We even went to Mapusa vegetable market to get fresh veggies for the book. (Yes, it was avocado season!!)

And got to taste our own haul from Mapusa!

 But most of all, I would be on my feet all day. My tired soles were aching. I tried to relax in the picturesque pool.

Nothing worked. My feet needed a workout.

I finally decided that the only remedy would be to take a walk down to the spa.

Shobha and Biju are a husband wife couple that take care of the spa at Aashyana. The spa, if I remeber right, was once an exclusive Ayurvedic spa but has now been converted to a general spa with both Ayurvedic and Western therapies.  The couple are from Kerala and are able to handle both forms of therapies. I opted to have a deep tissue on the first day for my aching body (after so much hard work!!)

It was Shobha who took care of me, gently digging into my muscles and soles. 
The spa was very simple and basic. No frills and no fuss (just like the owner likes it). It has a feel of au naturalle about it. I asked for a deep tissue massage and she did a good job using her lower arm and elbow to dig deep into my back and soles as required. They use mainly Ayurvedic oils at the spa and dont give you much information unless you ask. I think what she used on me had a sesame base.

After a weeks gap I chose to have the Ayurvedic rejuvenation therapy as well, on the wooden massage table.
I dont know about you but I always have a fear that Ill slip down from the table!! I usually hold on tight when I need to turn over. The two hands Abhyanga treatment was given using a Tridoshic oil combination call the Dhanwanthaila (the Hindu God of Health Dhanwantari and Thaila meaning oil). Shobha is an experienced therapist and explained to me thats its a myth to say that Ayurvedic massages are given only under the instruction of doctors. I think what she meant was there is a difference between massages with tridoshic oils (which would be suitable to all dosha types) and those that are prescribed by doctors as Ayurvedic treatments with specific dosha oils.

And so be it.

I would say then that this could only be considered a "massage" rather than an Ayurvedic treatment! Still it was nice and relaxing. I bathed after, with the home-made moong dal paste that she had made.

I left the spa feeling rejuvenated and ready for another days work!

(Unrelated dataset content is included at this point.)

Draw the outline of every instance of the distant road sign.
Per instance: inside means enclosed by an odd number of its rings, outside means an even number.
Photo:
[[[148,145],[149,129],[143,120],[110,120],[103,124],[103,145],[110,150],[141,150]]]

Our time in Aashyana seemed to have gone my very fast. We wrapped up the shooting by taking some portrait pictures for the book. Aashyana Lakhanpal is the kind of place that grows and grows on you. You just dont want to leave it. However we celebrated by having a nice meal made by Jagat Singh and Lakhan, our two chefs and eventually we had to say byeeeee!!

Recommendation: I would definitely recommend improving the aesthetics of the spa and also work on spa etiquette. It could be much more charming set in those beautiful grounds.

I'd like to thank Ajai Lakhanpal, Priya Shaikh. Pradeep Sethi and Rajendra Tiwari for the support they gave me and my team during our stay at Aashyana Lakhanpal. It was memorable.